In the News: Pokémon Go at the 9/11 Memorial

••• You can play Pokémon Go at the 9/11 Memorial; naturally, people are upset. —Gothamist

••• “You can’t have a much more stark comparison between two lofts in the prime Manhattan loft neighborhoods than two approximately 2,000 sq ft lofts that sold on the same day, both with high ceilings, both with a mix of classic features dressed up with things like chef’s kitchens, both built as two bedroom + two bath units, both condos.” One was at 43 Wooster, the other at 8 Warren/ And the winner was…. —Manhattan Loft Guy

••• Pier 17 is getting glassed. —YIMBY

••• 70 Vestry will have an “international regulation size” squash court, among other fitness-y amenities. —Real Estate Weekly

••• Fioro opens Tuesday at 191 Pearl in FiDi: “Neapolitan pizzas from the chef Pasquale Cozzolino of Ribalta take a starring role in this financial district fast-casual spot that also serves paninis, salads and pastas, and has an espresso bar.”  —New York Times



  1. Oh look everyone, an ugly Lego Period rectangle which evokes NOTHING of a “seaport” on the East River.

    South Street Glassport

    • It may be ugly, but if architecture expresses outwardly the inner dynamic of what a thing is, this is no more a seaport than my pants are jodhpurs, which they resemble not at all.

      • Try it is ugly. Oh so let’s just make NYC’s riversides malls along the water because it isn’t a real seaport anymore, ok, whatever. They should’ve renovated Pier 17.

        Call it Seaport Mall and be done with it then.

        • I think we’re in partial agreement then. Call it a mall. (I can’t agree that it’s ugly because it doesn’t exist yet, I’m only looking at a rendering).

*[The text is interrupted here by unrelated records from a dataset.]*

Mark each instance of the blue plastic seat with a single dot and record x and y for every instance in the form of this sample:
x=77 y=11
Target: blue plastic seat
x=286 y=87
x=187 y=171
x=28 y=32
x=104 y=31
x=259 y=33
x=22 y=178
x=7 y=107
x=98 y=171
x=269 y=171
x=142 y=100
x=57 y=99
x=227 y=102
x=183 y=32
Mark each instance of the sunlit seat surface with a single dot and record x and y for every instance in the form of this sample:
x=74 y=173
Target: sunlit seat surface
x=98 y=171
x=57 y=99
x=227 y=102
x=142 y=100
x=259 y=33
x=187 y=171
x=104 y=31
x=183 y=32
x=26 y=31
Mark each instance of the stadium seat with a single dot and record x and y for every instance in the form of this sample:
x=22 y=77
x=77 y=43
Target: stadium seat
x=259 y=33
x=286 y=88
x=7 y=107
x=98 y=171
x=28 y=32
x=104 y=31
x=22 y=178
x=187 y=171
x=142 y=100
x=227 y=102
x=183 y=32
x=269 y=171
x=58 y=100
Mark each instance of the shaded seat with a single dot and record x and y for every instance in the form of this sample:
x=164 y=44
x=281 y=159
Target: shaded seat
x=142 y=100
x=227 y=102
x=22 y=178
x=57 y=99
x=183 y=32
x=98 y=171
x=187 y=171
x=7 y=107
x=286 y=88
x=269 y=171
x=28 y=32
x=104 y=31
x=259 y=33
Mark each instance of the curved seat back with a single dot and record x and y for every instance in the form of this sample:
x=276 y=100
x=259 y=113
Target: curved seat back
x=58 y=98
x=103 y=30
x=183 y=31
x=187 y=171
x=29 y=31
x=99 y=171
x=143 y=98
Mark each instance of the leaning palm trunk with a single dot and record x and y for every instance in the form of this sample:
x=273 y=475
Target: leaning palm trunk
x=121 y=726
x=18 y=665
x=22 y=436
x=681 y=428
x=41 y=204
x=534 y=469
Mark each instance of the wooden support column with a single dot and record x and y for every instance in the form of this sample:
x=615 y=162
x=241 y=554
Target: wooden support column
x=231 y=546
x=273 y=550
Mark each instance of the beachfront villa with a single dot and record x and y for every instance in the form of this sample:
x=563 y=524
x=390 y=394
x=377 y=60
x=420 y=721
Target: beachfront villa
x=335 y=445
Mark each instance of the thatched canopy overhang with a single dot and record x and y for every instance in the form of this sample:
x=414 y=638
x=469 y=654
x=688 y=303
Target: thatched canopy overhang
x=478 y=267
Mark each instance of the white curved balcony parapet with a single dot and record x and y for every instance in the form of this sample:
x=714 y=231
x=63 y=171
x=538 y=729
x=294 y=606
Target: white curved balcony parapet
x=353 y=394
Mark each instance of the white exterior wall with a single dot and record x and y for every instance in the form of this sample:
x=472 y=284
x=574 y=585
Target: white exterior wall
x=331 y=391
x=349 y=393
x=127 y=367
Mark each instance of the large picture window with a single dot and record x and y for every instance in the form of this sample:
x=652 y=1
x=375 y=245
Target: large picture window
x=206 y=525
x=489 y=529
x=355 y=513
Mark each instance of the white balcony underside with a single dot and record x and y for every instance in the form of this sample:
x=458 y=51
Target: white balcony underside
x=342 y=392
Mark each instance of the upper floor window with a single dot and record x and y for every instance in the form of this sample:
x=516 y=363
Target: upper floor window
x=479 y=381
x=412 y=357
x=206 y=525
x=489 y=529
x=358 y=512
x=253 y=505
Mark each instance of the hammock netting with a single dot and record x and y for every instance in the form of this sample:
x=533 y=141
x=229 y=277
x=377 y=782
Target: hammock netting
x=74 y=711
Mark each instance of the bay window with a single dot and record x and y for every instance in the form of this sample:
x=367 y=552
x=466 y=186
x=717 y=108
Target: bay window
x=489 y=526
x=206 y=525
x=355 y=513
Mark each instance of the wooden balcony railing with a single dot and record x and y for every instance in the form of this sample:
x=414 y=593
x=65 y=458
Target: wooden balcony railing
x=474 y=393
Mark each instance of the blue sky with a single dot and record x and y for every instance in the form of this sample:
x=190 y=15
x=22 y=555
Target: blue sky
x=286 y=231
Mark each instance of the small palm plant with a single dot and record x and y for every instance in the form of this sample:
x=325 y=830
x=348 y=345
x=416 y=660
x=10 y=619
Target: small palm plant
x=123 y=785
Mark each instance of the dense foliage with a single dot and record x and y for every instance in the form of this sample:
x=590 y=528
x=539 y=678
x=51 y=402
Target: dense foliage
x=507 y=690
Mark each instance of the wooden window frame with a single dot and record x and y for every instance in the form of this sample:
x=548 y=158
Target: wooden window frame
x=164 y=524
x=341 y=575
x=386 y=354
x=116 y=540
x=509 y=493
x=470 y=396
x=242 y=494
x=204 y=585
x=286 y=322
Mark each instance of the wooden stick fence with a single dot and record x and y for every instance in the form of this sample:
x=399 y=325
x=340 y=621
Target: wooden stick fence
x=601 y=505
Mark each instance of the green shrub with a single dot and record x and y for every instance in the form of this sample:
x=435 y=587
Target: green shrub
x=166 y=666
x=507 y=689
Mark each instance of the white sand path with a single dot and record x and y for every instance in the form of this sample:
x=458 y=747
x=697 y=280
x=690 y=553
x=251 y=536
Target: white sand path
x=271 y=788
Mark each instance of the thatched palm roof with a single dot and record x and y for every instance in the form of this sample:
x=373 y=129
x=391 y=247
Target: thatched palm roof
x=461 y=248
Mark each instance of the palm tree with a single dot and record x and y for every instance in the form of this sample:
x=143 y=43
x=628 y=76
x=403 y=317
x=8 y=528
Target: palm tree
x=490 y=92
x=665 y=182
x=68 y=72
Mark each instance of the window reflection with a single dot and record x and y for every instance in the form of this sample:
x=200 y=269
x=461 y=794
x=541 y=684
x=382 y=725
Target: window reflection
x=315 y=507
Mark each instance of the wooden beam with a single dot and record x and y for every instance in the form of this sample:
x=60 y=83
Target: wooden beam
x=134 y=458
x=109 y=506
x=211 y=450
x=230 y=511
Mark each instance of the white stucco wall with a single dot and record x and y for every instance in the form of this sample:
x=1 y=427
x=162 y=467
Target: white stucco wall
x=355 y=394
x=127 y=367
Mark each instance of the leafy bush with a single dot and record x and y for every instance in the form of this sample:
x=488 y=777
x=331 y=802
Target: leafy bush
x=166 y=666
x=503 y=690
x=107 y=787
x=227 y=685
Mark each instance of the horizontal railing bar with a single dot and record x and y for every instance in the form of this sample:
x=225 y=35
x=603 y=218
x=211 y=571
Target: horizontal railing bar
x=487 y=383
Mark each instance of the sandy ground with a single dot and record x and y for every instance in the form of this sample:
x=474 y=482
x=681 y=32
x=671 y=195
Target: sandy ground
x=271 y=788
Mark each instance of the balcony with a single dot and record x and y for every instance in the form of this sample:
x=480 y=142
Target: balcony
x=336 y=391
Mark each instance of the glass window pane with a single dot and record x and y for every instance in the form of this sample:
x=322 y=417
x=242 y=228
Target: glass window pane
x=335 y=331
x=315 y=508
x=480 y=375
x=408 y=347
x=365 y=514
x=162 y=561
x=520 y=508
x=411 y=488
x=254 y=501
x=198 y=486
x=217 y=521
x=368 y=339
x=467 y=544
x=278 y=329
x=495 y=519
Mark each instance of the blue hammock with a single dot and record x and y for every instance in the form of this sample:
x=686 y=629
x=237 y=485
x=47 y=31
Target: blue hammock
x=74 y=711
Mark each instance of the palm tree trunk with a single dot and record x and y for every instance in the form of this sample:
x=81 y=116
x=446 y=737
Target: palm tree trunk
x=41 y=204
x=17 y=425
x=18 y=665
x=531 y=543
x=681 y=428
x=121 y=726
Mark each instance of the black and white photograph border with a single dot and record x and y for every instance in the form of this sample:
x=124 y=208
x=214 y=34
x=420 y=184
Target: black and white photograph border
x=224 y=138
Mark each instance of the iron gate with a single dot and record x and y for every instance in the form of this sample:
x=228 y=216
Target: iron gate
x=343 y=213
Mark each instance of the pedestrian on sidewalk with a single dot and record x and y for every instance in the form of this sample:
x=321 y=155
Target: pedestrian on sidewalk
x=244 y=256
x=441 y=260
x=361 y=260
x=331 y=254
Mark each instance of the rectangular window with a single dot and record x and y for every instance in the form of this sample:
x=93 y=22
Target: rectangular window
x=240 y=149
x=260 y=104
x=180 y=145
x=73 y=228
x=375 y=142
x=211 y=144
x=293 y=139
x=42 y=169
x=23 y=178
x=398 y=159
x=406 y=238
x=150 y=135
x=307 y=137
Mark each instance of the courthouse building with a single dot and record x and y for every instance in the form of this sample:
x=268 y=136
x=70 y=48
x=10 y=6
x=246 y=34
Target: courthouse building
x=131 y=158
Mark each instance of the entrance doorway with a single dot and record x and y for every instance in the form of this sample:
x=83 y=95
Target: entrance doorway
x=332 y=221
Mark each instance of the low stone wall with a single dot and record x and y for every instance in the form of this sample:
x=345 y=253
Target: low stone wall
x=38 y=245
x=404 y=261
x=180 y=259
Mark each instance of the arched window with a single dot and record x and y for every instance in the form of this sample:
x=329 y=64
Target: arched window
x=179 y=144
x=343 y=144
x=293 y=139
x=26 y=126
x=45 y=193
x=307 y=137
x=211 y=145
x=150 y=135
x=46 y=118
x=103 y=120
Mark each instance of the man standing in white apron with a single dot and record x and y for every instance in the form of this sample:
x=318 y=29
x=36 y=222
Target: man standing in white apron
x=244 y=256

          It’s a functional building that I don’t think has to reflect anything “nautical” or whatever, because that has nothing to do with its agenda. The park and promenade at BPC were made up out of dirt dug from the site of the original WTC. We make things we find useful, we put them out there, we use them – or we don’t. But there was never a mandate that the park and promenade had to reflect evidence of whatever took place in that waterside site a century ago.

          I notice that this has a huge green roof, suggesting it’s an energy-conscious structure, and that it’ll have a public function, a place where families can picnic and play, with a gorgeous view. So even if one doesn’t care for “malls”, there may be something in this place for them. Frankly I find it clean and orderly, contemporary, functional. Ugly is all over the place, and I wish I could prevent it, but I can’t. And while there may be a sentimental hankering for the good olde-timey days of NYC, when brawny men with handlebar mustaches ruled the docks, they’re gone, the river-borne commerce is gone, and filigreed and ornamented seaport buildings are not (for better or worse) much in vogue. I have to say WADR that I can’t get too exercised about that.